What is the best-selling shoegaze album of all time(Credits: Far Out)

In the path of “nu gaze” came a shoegaze revival in the hardcore scene, as bands including Whirr, Nothing and Deafheaven – the latter of whom’s 2013 album Sunbather, established the subgenre of “blackgaze”, black metal and shoegaze – reimagined shoegaze’s experimental nature by rooting it within punk and metal’s structures, creating an atmosphere that grounded the sound in its chords but allowed for expansiveness, too. Philadelphia, Pennsylvania, (where Nothing formed) became the unofficial home of “post-shoegaze”, as bands like Knifeplay and They Are Gutting a Body of Water became associated with shoegaze’s sonic influence, while paving the way for their own brands of experimental sound.

Then, shoegaze coincided with yet another wave: this time, within the virality of TikTok fame. Love or hate the platform, the ability to utilise the app’s music feature to soundtrack fleeting moments of fandom, memory, hilarity and more meant that shoegaze could be revived in short-form content. Gen Z latched on to the genre’s blend of whimsy and sorrow, using the likes of Slowdive and My Bloody Valentine to set music to documentations of their day-to-day. In the early 2020s, shoegaze seemed the perfect companion to the strange, unknown futures that everyone was confronting, particularly the younger generations that found solace in its emotional undertones. 

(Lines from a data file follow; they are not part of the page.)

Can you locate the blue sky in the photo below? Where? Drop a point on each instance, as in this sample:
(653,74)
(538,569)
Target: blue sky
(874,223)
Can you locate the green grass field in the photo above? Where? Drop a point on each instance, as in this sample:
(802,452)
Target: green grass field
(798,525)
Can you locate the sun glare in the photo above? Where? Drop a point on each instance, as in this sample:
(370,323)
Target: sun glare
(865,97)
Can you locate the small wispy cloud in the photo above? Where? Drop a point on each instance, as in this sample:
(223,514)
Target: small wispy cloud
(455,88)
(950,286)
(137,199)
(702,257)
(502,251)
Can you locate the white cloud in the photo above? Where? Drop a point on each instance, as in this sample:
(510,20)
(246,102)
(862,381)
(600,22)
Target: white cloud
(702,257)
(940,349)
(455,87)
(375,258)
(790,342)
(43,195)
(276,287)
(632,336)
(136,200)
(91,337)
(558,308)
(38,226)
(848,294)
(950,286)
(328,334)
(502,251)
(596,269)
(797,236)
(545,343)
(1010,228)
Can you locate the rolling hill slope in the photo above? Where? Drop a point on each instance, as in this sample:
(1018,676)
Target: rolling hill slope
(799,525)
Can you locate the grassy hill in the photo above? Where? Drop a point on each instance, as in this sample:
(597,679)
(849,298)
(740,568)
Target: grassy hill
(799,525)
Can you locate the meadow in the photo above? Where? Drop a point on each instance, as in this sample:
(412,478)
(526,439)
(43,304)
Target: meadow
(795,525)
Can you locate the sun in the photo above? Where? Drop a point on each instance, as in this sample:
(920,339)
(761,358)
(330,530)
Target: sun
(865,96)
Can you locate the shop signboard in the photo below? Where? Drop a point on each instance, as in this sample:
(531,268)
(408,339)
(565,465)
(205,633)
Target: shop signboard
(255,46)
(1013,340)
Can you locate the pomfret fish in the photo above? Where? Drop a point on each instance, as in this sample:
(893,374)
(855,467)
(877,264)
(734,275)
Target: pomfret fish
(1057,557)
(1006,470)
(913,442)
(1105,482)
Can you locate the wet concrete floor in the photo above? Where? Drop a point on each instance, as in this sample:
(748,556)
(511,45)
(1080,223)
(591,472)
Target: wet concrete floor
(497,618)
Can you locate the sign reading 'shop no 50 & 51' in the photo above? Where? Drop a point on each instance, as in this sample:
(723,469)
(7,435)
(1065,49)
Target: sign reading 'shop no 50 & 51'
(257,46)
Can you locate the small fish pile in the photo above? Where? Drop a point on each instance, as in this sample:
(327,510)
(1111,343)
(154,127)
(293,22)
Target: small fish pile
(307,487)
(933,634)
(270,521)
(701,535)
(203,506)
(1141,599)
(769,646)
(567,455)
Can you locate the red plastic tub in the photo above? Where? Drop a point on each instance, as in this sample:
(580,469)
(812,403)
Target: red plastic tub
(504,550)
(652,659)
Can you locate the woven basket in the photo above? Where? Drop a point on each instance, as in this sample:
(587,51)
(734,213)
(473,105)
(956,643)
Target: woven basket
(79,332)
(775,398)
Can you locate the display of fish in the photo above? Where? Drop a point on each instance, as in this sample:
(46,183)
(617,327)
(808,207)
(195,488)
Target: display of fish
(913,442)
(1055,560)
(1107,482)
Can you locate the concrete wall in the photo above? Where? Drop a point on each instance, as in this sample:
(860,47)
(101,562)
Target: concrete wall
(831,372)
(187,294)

Surely, young fans’ fixation with seemingly everything that the 1990s produced, as the last truly analogue decade, assisted in the growing fascination with shoegaze, once again. Some called this next wave “zoomergaze” – first written by Harvey Solomon-Brady for WhyNow – heard in bands like Wisp and Jane Remover, representing shoegaze’s return in a consumptive digital age. This persists today, as bands including Fleshwater, Turnstile and Glare continue to imagine shoegaze’s merging with niches of rock and metal, remaining faithful to shoegaze’s insistence on expanding the wavelengths of the electric guitar.

“Shoegaze” may have begun as a divisive label, but it has since come to define one of music’s most compelling subgenres that surely has shifted musicians’ approaches to craft.